Thailand, like America, has a responsibility to respect human rights, but which country is better poised to fulfil that responsibility? That Hillary Clinton seemed to come out of it better diplomatically does not mean that responsibility has been fulfilled as far as the Americans are concerned. Most of all, the crux of this issue involves something that has allegedly taken place behind guarded walls. What happens at a press conference podium is a mere sideshow.
What Clinton said during her visit to Thailand will matter only if she and the new US administration mean it and follow up with tangible action. The previous American government's mindset was not "We will try not to do it", but "We have to do it and we have to figure out a way not to get caught". The Bush administration brushed aside moral implications regarding torturing suspects, and concentrated on evading legal and constitutional difficulties. Since the American interrogators would have faced those obstacles if suspects were tortured inside the United States, the alleged militants had to be flown to a far-flung country for the rough treatment.
So, we can only hope that when Clinton said that America would from now adhere to "open, internationally accepted norms", she meant that American officials will not go anywhere else and do anything that is legally and constitutionally unacceptable in the United States. We hope she meant that even if legal loopholes exist in certain countries to allow any action that is unacceptable in America, the United States would not take advantage of them.
There are a number of moral matters that Clinton has raised during her "America is back to Asia" visit.
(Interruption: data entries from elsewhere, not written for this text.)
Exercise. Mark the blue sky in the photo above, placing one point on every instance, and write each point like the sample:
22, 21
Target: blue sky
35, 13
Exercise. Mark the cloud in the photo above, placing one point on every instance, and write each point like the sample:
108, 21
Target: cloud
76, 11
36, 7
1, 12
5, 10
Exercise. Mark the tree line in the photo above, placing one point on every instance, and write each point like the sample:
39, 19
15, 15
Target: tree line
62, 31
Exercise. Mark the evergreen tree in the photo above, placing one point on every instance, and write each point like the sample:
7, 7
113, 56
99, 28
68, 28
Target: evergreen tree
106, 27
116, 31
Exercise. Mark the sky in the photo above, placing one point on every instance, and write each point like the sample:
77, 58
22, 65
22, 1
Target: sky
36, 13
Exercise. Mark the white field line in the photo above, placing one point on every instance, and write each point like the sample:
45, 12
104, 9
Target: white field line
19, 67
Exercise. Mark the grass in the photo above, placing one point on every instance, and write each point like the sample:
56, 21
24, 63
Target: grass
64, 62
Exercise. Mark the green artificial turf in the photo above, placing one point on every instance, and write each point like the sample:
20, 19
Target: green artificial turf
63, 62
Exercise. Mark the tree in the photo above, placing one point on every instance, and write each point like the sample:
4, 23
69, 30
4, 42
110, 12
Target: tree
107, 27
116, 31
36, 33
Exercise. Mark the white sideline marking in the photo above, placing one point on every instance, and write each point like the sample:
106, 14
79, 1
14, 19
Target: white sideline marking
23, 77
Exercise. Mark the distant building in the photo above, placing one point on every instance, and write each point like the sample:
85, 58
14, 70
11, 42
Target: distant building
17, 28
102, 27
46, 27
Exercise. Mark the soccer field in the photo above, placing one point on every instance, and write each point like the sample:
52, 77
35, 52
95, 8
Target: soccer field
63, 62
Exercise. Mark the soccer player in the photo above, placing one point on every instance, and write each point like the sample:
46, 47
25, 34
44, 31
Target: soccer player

The Burmese junta, North Korea and Iran have done things that are very morally wrong in the eyes of Washington. Democracy and human rights are what Americans preach, if not demand, wherever they go, and there is hardly any compromise when it's others who commit offences.
The "torture chamber", if it existed, is something different. It's something in which simple morals were sacrificed for what has been described as greater morals, and it is not backed by America's own legal and constitutional principles. If America really means to come back to Asia for the long haul, it has to do so as Hillary Clinton promises - on an equal footing and outside any dark chamber.